As ever, a big drama breeds big debate. It also brings with it an unhealthy glut of conspiracy theories. Although conspiracy theories have got a bad rep (and rightly so in most cases) they do still serve a purpose. If you’re trying to make sense out of awful situations you need to ask all of the questions and think of all the possible causes, possibilities and conclusions.
Most theories have to be discounted because they’re mental, but these sorts of thinking-outside-of-the-blue-sky-box-brain-storming sessions are where the good ideas appear too. The problem only comes when people get their own pet theory and hold on to it for dear life despite no evidence to confirm it at all.

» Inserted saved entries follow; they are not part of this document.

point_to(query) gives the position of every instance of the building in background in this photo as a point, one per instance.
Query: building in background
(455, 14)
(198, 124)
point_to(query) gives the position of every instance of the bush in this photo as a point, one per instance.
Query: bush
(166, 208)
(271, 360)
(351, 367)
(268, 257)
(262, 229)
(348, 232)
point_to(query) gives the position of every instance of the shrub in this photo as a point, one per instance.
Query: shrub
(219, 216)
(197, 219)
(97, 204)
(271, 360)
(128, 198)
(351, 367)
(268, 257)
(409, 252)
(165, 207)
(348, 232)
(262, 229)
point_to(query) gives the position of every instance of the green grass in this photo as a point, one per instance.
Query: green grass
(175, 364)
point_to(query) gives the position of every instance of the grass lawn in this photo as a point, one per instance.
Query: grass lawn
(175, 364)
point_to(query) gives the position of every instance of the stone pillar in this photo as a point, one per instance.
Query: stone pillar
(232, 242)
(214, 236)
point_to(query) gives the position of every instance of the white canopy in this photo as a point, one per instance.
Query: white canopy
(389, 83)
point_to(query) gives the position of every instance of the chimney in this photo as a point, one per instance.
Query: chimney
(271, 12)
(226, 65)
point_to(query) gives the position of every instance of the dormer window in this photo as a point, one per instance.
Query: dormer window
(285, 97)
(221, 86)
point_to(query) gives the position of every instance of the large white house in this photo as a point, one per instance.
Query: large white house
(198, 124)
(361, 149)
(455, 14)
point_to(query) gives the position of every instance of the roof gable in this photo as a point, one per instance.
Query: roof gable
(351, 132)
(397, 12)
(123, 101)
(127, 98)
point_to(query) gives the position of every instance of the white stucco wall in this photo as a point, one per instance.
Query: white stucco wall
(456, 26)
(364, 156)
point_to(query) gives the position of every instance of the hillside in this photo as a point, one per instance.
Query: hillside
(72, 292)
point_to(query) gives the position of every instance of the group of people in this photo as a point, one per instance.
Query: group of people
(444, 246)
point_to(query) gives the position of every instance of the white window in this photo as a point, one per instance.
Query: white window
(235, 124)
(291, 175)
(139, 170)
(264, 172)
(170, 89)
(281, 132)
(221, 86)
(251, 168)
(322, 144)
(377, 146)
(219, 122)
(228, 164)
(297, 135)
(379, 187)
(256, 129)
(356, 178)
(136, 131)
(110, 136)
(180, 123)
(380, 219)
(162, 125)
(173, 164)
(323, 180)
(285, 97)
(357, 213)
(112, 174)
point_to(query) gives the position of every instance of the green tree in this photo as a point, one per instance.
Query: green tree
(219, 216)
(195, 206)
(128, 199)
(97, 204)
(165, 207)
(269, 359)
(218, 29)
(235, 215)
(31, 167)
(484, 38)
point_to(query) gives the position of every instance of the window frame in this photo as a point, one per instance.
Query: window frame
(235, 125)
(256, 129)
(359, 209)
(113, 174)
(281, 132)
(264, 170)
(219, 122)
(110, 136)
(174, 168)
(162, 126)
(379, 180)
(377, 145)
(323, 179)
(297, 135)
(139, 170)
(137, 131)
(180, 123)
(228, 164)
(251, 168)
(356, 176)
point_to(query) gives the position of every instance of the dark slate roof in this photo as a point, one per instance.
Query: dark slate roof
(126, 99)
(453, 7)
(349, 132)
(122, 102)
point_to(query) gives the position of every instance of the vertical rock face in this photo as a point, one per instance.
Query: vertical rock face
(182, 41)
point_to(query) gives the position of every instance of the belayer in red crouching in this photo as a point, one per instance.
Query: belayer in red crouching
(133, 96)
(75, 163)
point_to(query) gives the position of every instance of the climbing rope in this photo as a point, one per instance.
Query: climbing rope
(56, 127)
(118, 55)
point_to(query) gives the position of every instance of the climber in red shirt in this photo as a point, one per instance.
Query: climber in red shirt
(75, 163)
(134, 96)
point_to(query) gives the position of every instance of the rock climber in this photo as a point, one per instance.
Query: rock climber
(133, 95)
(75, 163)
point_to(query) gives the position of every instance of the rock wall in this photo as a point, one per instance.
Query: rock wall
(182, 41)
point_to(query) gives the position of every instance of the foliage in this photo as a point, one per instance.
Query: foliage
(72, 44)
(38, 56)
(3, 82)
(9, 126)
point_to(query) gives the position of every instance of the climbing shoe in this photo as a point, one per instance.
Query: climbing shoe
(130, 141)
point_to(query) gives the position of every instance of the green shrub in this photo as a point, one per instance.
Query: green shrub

The ongoing Isis crisis is of course drawing some conspiracy theories and whether they are genuinely plausible or just madness, is still up for debate. When something as grotesque and destructive happens as Isis’ onslaught, humanity’s brains scream for answers down all possible pathways. So here’s some of the fringe theories that may or may not hold water…
1) Isis Leader Is A Jew
Isis’ leader Abu Bakr al-Baghdadi has been the focal point of a few conspiracies, partly because little is known about him. We know al-Baghdadi is trained to a PhD level in Islamic studies and that he’s a rousing preacher and possibly married. But that’s really it. The theory goes that this murderous Jihadist psycho was actually born to Jewish parents and his real name is Elliot Shimon.
The theory claims that al-Baghdadi was trained by the Israeli intelligence organization — Mossad. The theory continues that the US, UK and Zionists have combined to hatch a plan; the plan is to get all of the world’s bad guys in one place and draw potential security threats away from Israel. This so called “hornet’s nest” theory has been attributed to Edward Snowden which would give it some credence. But Snowden has remained silent on whether that’s actually the case or not.
It seems pretty far fetched that a Jewish man could impersonate a Muslim for many years and rise to a position of such power. But stranger things have happened at sea I suppose.